For five decades, Hammond has created an inimitable approach that unites Minimalist and Postminimalist concerns—the grid, repetition, an engagement with materials, process, and site-activation—with feminist art strategies. In doing so, she recovers marginalized craft traditions that combine abstraction with a wide cast of materials: those that are scavenged and imbued with redolent stories like fabric, burlap, rope, straw, leaves, roots, pine needles, dirt, hair, blood, bone, linoleum, metal roofing, burnt wood, and grommets; and those that are traditional such as oil and acrylic paint, graphite, watercolor, latex rubber, and bronze. Through her use of primarily additive and connective processes, Hammond has created a network of meaning that “presences the body.” Her surfaces are expressive, skins endowed with fleshly textures, marks, and appendages. They exude a toughness, an imperative energy, predicated on performative muscular procedures of production such as ripping, tying, wrapping, binding, braiding, puncturing, strapping, and patching, resulting in surfaces and forms infused with social implications.
This survey will re-present the Presences (1972) and the Floorpieces (1973), two historic installations that Hammond created shortly after moving to New York in 1969. The Presences were featured in her initial solo exhibition (1973) at A.I.R., the women’s cooperative gallery in New York, which she co-founded in 1972. Larger than life-size, they resemble bodies or ceremonial robes—powerful three-dimensional accumulations assembled from “rags” (discarded fabric collected from female friends) that she dyed and painted with acrylic. Hammond has described the Floorpieces as her “most radical works,” as they “negotiate a space between painting and sculpture” and “between art and craft.” Their circular braided forms reference rag rugs, but are subtly oversized.

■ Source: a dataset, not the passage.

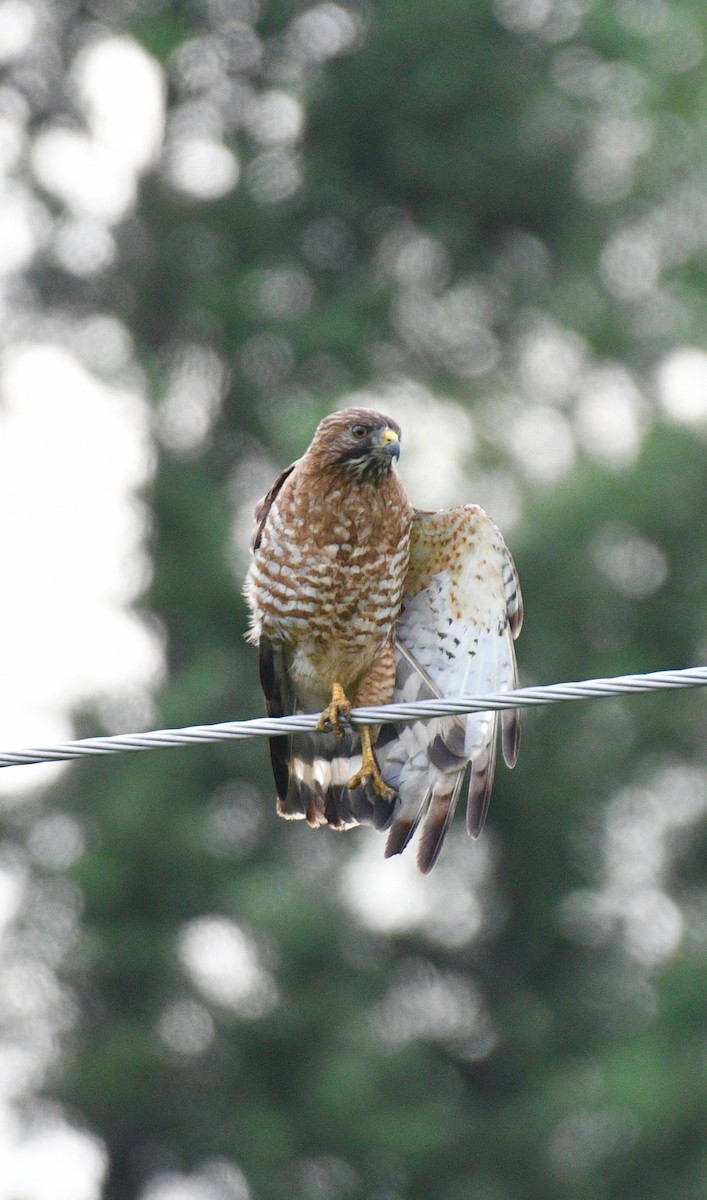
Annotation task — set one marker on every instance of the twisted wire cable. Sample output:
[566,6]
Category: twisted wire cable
[225,731]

Hammond braided knit fabric (scavenged from city dumpsters in the garment district south of Houston Street), stitched the braids into coils, and then partially painted the surface with acrylic, leaving sections of the colorful and patterned fabric uncovered. Considered as very flat sculptures or paintings, presented off the wall, five of the original seven Floorpieces will be installed together for the first time at The Aldrich in a double-height gallery, offering an expansive aerial view.
The mixed-media painting Chicken Lady (1989), which includes an old quilt and recycled rusty roofing tin, refers to an eponymous woman who lived with her animals in old cars and trailers on the marshy land along the waterfront in Milford, Connecticut. The work raises issues of gender and class—the homeless, the misfit, the alien, the artist—the female outsider who cannot participate in society, or chooses not to. Similar concerns continue in Hammond’s materially informed paintings of the last decade, which incorporate pieces of rough burlap, straps, grommets, and rope with her signature layers of thick paint. Often referred to as social or queer abstraction, these paintings engage formal strategies and material metaphors suggesting possibilities of restraint, connection, and liberation.